From: "Brendan Jackman" <brendan.jackman@linux.dev>
To: "Ackerley Tng" <ackerleytng@google.com>,
"Takahiro Itazuri" <itazur@amazon.com>, <fvdl@google.com>,
<seanjc@google.com>, <ljs@kernel.org>
Cc: <Liam.Howlett@oracle.com>, <agordeev@linux.ibm.com>,
<ajones@ventanamicro.com>, <akpm@linux-foundation.org>,
<alex@ghiti.fr>, <andrii@kernel.org>, <aou@eecs.berkeley.edu>,
<ast@kernel.org>, <baolu.lu@linux.intel.com>, <bp@alien8.de>,
<chenhuacai@kernel.org>, <corbet@lwn.net>, <coxu@redhat.com>,
<daniel@iogearbox.net>, <dave.hansen@linux.intel.com>,
<david@kernel.org>, <derekmn@amazon.com>, <dev.jain@arm.com>,
<eddyz87@gmail.com>, <gerald.schaefer@linux.ibm.com>,
<gor@linux.ibm.com>, <haoluo@google.com>, <hca@linux.ibm.com>,
<hpa@zytor.com>, <itazur@amazon.co.uk>, <jackabt@amazon.co.uk>,
<jackmanb@google.com>, <jannh@google.com>, <jgg@ziepe.ca>,
<jgross@suse.com>, <jhubbard@nvidia.com>,
<jiayuan.chen@shopee.com>, <jmattson@google.com>,
<joey.gouly@arm.com>, <john.fastabend@gmail.com>,
<jolsa@kernel.org>, <jthoughton@google.com>, <kpsingh@kernel.org>,
<kvm@vger.kernel.org>, <kvmarm@lists.linux.dev>,
<lenb@kernel.org>, <linux-kernel@vger.kernel.org>,
<linux-mm@kvack.org>, <lorenzo.stoakes@oracle.com>,
<luto@kernel.org>, <maobibo@loongson.cn>, <martin.lau@linux.dev>,
<maz@kernel.org>, <mhocko@suse.com>, <mingo@redhat.com>,
<mlevitsk@redhat.com>, <nikita.kalyazin@linux.dev>,
<oupton@kernel.org>, <palmer@dabbelt.com>,
<patrick.roy@linux.dev>, <pavel@kernel.org>,
<pbonzini@redhat.com>, <peterx@redhat.com>,
<peterz@infradead.org>, <pfalcato@suse.de>, <pjw@kernel.org>,
<prsampat@amd.com>, <rafael@kernel.org>, <riel@surriel.com>,
<rppt@kernel.org>, <ryan.roberts@arm.com>, <sdf@fomichev.me>,
<shijie@os.amperecomputing.com>, <skhan@linuxfoundation.org>,
<song@kernel.org>, <surenb@google.com>, <suzuki.poulose@arm.com>,
<svens@linux.ibm.com>, <tabba@google.com>, <tglx@kernel.org>,
<thuth@redhat.com>, <urezki@gmail.com>, <vannapurve@google.com>,
<vbabka@kernel.org>, <will@kernel.org>, <willy@infradead.org>,
<wu.fei9@sanechips.com.cn>, <x86@kernel.org>,
<yang@os.amperecomputing.com>, <yangyicong@hisilicon.com>,
<yonghong.song@linux.dev>, <yosry@kernel.org>,
<yu-cheng.yu@intel.com>, <yuzenghui@huawei.com>,
<zhengqi.arch@bytedance.com>, <zulinx86@gmai.com>
Subject: Re: [PATCH v12 10/16] KVM: guest_memfd: Add flag to remove from direct map
Date: Fri, 03 Jul 2026 17:25:05 +0000 [thread overview]
Message-ID: <DJP40SEE38XA.3BXJN4U0VDIOS@linux.dev> (raw)
In-Reply-To: <CAEvNRgG07EMrx-SpMaO3gHmdGVwOb75XNy7_RARBo0chidn7Yg@mail.gmail.com>
Alright I think I'm finally getting a bit more up to speed on the
important questions here.
On Thu May 14, 2026 at 4:45 PM UTC, Ackerley Tng wrote:
> Takahiro Itazuri <itazur@amazon.com> writes:
>
>>
>> [...snip...]
>>
>
> Brought this topic up on the guest_memfd biweekly today!
>
>>
>> Agreed with both of you.
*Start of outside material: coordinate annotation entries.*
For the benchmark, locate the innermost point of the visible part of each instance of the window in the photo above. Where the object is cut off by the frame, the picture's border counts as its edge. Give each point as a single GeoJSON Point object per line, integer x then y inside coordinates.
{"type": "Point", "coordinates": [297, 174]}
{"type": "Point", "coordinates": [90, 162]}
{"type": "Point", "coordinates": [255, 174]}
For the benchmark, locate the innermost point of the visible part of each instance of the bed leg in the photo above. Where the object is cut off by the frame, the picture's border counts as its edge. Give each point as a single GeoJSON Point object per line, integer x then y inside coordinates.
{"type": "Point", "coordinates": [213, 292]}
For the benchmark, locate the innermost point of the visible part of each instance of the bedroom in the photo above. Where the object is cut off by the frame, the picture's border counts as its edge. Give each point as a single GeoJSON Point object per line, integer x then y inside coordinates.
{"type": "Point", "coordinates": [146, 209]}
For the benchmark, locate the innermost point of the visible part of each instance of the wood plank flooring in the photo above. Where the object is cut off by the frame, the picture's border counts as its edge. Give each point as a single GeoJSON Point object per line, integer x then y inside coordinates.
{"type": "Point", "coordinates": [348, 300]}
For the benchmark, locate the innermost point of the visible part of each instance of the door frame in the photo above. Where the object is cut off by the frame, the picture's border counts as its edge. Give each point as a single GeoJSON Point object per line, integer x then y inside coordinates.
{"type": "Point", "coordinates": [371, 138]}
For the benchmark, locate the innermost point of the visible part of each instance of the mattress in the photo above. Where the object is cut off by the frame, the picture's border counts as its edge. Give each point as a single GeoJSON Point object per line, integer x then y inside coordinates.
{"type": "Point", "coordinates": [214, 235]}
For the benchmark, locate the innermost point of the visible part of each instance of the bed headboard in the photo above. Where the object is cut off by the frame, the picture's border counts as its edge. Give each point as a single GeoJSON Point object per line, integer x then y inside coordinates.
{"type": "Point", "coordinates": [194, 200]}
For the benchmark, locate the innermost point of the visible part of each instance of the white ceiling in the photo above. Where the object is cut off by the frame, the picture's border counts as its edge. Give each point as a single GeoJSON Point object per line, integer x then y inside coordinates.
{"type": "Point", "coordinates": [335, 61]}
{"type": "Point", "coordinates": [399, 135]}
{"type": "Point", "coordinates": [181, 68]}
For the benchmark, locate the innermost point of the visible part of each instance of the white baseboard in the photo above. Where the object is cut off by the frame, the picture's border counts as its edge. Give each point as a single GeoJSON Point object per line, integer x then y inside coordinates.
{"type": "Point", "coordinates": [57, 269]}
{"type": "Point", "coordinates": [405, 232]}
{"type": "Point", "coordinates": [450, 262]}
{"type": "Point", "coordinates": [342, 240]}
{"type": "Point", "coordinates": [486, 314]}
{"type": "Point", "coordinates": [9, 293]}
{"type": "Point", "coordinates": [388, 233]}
I'll adopt the filemap-level approach:
>>
>> - Move the zap/restore hooks from guest_memfd into filemap_add_folio()
>> / filemap_remove_folio().
>> - Tighten AS_NO_DIRECT_MAP semantics so that, for folios in such a
>> mapping, the direct map is invalid for the entire time the folio
>> resides in the page cache.
>> - Drop the per-folio KVM_GMEM_FOLIO_NO_DIRECT_MAP bookkeeping in
>> folio->private, since the existence of the folio in the mapping is
>> itself the state.
Yeah so I protoyped this and I think it's fine.. except for zeroing.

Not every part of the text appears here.